Declaration of Independence
1776 document in which American colonies proclaimed separation from Britain, citing Enlightenment ideals and grievances.
Adam Smith
Scottish economist whose Wealth of Nations (1776) argued for free trade and criticized mercantilism.
Wealth of Nations
Smith‘s book advocating specialization, free markets, and minimal government interference for mutual economic benefit.
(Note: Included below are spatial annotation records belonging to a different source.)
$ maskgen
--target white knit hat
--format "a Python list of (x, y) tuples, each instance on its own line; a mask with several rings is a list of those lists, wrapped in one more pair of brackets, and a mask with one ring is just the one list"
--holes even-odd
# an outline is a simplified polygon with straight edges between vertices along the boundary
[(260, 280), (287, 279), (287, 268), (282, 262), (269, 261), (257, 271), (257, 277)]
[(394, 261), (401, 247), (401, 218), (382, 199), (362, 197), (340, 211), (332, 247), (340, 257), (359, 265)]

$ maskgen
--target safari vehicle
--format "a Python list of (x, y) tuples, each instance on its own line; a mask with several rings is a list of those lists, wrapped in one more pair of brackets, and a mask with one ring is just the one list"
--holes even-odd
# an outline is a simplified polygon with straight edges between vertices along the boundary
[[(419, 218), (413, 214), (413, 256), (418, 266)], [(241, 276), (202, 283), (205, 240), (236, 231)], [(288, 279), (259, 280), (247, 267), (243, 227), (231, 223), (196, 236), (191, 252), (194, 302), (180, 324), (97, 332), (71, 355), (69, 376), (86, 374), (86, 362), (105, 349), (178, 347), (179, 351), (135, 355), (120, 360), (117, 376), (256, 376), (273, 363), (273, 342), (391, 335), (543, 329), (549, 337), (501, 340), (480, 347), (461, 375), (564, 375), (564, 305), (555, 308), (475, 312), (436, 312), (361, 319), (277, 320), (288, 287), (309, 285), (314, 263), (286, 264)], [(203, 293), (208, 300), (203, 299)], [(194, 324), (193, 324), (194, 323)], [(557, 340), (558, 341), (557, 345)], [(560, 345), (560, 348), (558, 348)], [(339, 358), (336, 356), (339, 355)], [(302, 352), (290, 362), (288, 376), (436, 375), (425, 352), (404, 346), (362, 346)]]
No Taxation Without Representation
Colonial slogan protesting taxes imposed by a Parliament in which colonists had no elected representatives.
Inalienable Rights
Fundamental rights that cannot be taken away; U.S. founders listed life, liberty, and pursuit of happiness.
Revolution
Forcible overthrow of an existing government or social order in favor of a new system.
Capitalism
Economic system based on private ownership, free markets, and profit motive, rising as mercantilism declined.
Industrial Revolution
Late-18th-century transition in Britain from hand production to machine-powered, factory-based manufacturing.
Steam Engine
Key Industrial Revolution invention that converted coal-fired steam into mechanical energy for factories, trains, and ships.
Coal
Abundant British fossil fuel that powered steam engines and gave Britain an early industrial advantage.
Urbanization
Mass migration and growth of populations in cities driven by industrial job opportunities.
Factory System
Industrial method of centralized, mechanized production where workers and machines are housed under one roof.
Social Class
Divisions in society based on economic status; industrialization created a new middle class and distinct working class.
Child Labor
Employment of children in factories and mines for low wages during early industrialization, raising social reform issues.
Marxism
Karl Marx critique of capitalism predicting class struggle would lead to a socialist, then communist, society.
Alienation
Marx‘ term for workers estrangement from the products and process of their labor under capitalism.
Meiji Restoration
1868 political revolution ending Tokugawa rule; launched Japan state-led industrialization and modernization program.
Defensive Modernization
Strategy, notably in Meiji Japan, of rapid industrial and military reform to resist Western domination.
Militarism
Policy of building powerful armed forces and glorifying military values, contributing to pre-WWI tensions.
Alliances
Binding agreements between nations to support each other; before WWI, blocs like the Triple Alliance and Triple Entente formed.
Imperialism
Competition for overseas colonies and influence that intensified rivalries among European powers before WWI.
Nationalism
Intense pride and loyalty to one nation or ethnic group, fueling conflicts such as the Balkans crisis pre-WWI.
Triple Alliance
Pre-WWI military alliance of Germany, Austria-Hungary, and Italy (1882).
Dreadnought
Large, fast, heavily-armed battleship; centerpiece of the Anglo-German naval arms race before WWI.
Balkan Wars (1912-1913)
Conflicts that weakened Ottoman control and heightened tensions between Austria-Hungary and Serbia.
Triple Entente
Opposing pre-WWI alliance binding Britain, France, and Russia (formalised 1914).
Assassination of Archduke Franz Ferdinand
June 28, 1914 killing by Serbian nationalist Gavrilo Princip in Sarajevo; immediate trigger for World War I.
Schlieffen Plan
German WWI strategy to quickly defeat France via Belgium before turning on Russia.